The college was founded in February 1999 when it was commissioned by the Lagos State Government. The history of the college can be traced back to March 1987, when the foundation Vice Chancellor of Lagos State University, Prof. Afolabi Olumide, set up an advisory board in an attempt to establish the Lagos State University College of Medicine, based on the recommendation of the Tertiary Education Review Committee. Although the advisory board submitted its report in 1987, the problems faced by the University at the time delayed the establishment of the College of Medicine.

The University went through hard periods during the successive administrations headed at different times by Prof. Jadesola Akande and Prof, Enitan Bababunmi as Vice-Chancellors. Consequently, the attempt to establish a College of Medicine could not materialize because the University was grossly underfunded. When Prof. Fatiu Akosede (now deceased) assumed office in February 1997 as the fourth Vice Chancellor of Lagos State University, he sought the support of the then Lagos State Military Administrator, Col. Muhammed Buba Marwa in a second attempt towards the establishment of Lagos State University College of Medicine (LASUCOM) in July 1997. The advisory committee submitted its report to the military administrator, Col. Muhammed Buba Marwa, in August 1997. Most of the recommendations of the committee were accepted.

The MBBS programme commenced in 1999 with 52 students.s. The 50-student quota for intake at inception increased to 100 in 2013, and currently stands at 200. As of 2025, the LASUCOM has graduated and inducted into their respective professional fields, 18 sets of Medical Doctors, 8 sets of Dental Surgeons and 5 sets of Nursing Science students.

The College currently has six (6) faculties:

- Faculty of Clinical Sciences (9 Departments) – Obstetrics & Gynaecology, Behavioral Medicine, Community and Primary Health Care, Radiology, Medicine, Surgery, Anesthesia, Paediatrics, Nursing
- Faculty of Basic Clinical Sciences - (5 departments) – Haematology, Chem.

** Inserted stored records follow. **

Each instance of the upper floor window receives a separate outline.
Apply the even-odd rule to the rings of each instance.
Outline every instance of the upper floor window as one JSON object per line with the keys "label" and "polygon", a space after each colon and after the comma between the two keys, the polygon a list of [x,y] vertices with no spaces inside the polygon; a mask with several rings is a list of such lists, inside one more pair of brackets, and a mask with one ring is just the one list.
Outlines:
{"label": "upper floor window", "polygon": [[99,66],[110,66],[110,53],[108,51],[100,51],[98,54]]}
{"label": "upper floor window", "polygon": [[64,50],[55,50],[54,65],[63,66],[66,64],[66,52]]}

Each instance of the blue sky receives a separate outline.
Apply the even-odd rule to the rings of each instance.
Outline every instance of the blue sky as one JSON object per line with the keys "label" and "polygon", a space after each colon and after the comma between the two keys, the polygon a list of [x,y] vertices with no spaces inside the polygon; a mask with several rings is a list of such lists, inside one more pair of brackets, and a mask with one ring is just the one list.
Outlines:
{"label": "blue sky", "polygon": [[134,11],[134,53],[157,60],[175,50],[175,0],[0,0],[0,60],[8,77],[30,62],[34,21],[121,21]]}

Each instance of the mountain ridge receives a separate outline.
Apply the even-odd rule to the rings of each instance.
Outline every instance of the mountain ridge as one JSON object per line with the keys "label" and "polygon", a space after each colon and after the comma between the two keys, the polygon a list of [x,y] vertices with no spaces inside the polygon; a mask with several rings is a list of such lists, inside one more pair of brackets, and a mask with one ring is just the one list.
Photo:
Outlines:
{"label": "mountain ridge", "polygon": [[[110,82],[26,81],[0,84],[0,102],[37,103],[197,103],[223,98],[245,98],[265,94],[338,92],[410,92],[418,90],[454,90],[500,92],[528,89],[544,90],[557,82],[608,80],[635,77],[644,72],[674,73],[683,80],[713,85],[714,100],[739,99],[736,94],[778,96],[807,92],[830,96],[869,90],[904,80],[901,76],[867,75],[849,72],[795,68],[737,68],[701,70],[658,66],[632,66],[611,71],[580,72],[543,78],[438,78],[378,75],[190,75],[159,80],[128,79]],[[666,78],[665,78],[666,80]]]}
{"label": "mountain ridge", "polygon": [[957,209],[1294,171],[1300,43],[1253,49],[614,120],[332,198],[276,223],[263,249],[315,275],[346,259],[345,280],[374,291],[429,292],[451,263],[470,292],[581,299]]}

Path, Medical Microbiology, Pharmacology, Therapeutics & Toxicology, Forensic Pathology
- Faculty of Dentistry - (5 departments) – Child Dental Health Care, Restorative Dentistry, Preventive Dentistry, Oral & Maxiofollical Surgery, Oral Pathology
- Faculty of Basic Medical Sciences - (3 departments) – Anatomy, Physiology and Medical Biochemistry.
- Faculty of Pharmacy - (6 departments) – Pharmaceutics & Pharmaceutical Technology, Pharmacology & Toxicology, Clinical Pharmacy, Pharmaceutical Microbiology & Biotechnology, Pharmaceutical and Medicinal Chemistry, Pharmacognosy & Herbal Medicine.
- Faculty of Allied Health Sciences - (3 departments) – Physiotherapy, Medical Laboratory Sciences and Radiography & Radiation Science.

In two decades, the college has witnessed rapid administrative and infrastructural transformation in terms of building structures, equipment, facilities as well as significant increase in personnel.

Plans have been made to construct two new students hostel complexes to add to the existing three hostel structures which have a total housing capacity of 600 students. The new buildings will include a total of 80 rooms to accommodate a minimum of 320 students, among others.